I’ve been hard at work on the new version since January of 2018, which means whistling Christmas songs in my shorts and sandals in August, and playing many rounds of my daughter’s new favourite game: “Scrooge and Jacob Marley.”

I’m just finishing draft three, but we’ve already had a workshop and we’re in the process of assembling the creative team. There will be more details later, but I’m very pleased that the show will be directed by the Citadel’s talented, ambitious and deeply human new Artistic Director, Daryl Cloran. Daryl directed the premiere of Liberation Days at Theatre Calgary and Western Canada Theatre, and I’m over the moon to be working with him again in this creative partnership.

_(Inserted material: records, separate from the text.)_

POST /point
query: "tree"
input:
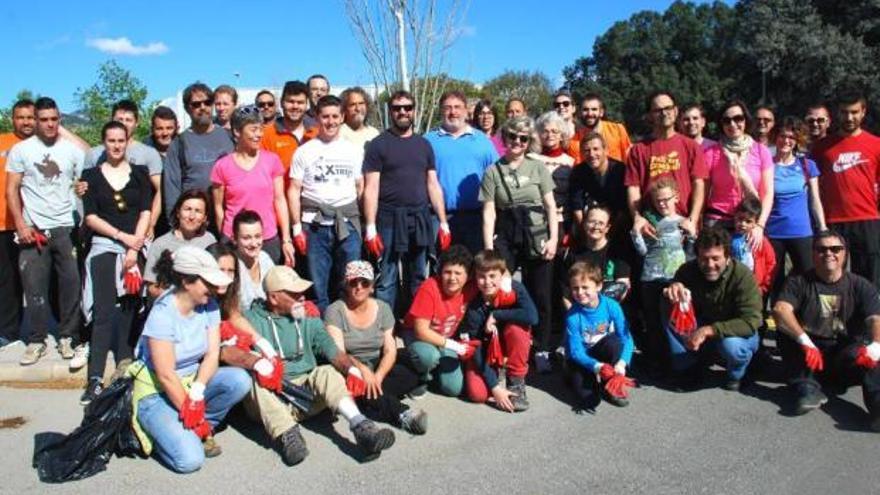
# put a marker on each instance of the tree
(405, 43)
(533, 88)
(95, 102)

Dickens has been called “the man who invented Christmas,” which is true in many ways. The Victorian setting of his story has been strongly associated with Christmas nostalgia—men in top hats, urchins singing Christmas carols, holly everywhere. In our early discussions Daryl and I agreed that we wanted to find a way to enjoy that classic story of redemption in a new setting. We agreed that there’s another historical era which is as strongly associated with Christmas—the world of the late 40s and early 50s. The era birthed many unforgettable Christmas movies (It’s a Wonderful Life, Miracle on 34th Street to name a few) and a whole genre of beautiful Christmas music that has become intimately tied to the holiday (“Have Yourself a Merry Little Christmas,” “I’ll be Home for Christmas” and many more). We’re looking to the iconography of these classic films for our setting and weaving those beautiful songs into the fabric of the show.

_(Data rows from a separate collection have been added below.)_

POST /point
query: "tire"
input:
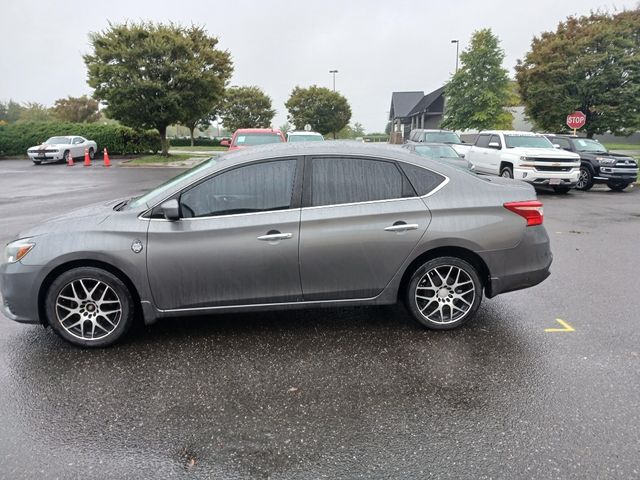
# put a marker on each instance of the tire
(425, 288)
(506, 172)
(617, 187)
(585, 179)
(89, 307)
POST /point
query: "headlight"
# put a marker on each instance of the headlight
(605, 160)
(16, 251)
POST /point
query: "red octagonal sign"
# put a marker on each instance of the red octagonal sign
(576, 120)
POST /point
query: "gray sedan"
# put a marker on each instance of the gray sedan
(287, 226)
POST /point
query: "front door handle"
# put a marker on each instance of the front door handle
(274, 237)
(401, 227)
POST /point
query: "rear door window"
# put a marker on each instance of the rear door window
(338, 180)
(483, 141)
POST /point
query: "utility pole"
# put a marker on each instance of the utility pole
(457, 42)
(333, 72)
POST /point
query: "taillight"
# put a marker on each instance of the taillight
(530, 210)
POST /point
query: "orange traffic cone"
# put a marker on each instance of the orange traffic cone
(107, 162)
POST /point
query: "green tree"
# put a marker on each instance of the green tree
(246, 107)
(76, 109)
(34, 112)
(147, 73)
(325, 110)
(590, 63)
(10, 111)
(478, 93)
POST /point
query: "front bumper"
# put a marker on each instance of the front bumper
(615, 174)
(520, 267)
(19, 291)
(46, 157)
(554, 179)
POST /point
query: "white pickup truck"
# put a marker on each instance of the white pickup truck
(524, 156)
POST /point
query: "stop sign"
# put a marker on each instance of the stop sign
(576, 120)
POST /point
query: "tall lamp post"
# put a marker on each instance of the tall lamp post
(457, 42)
(333, 72)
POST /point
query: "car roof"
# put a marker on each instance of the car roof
(257, 130)
(510, 132)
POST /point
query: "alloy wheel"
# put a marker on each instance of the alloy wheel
(445, 294)
(88, 309)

Ultimately, however, it’s the story that brings audiences back year after year. Edmonton has a deep connection to this narrative of redemption, and I don’t take that lightly. It’s Scrooge’s journey from closed off miser to an opened soul that forms the heart of the play. It’s my hope that you’ll fall in love with that story all over again this year.

The show runs November 30-December 23, 2019. Tickets will go on sale soon. I’ll update this page with more details as they are available.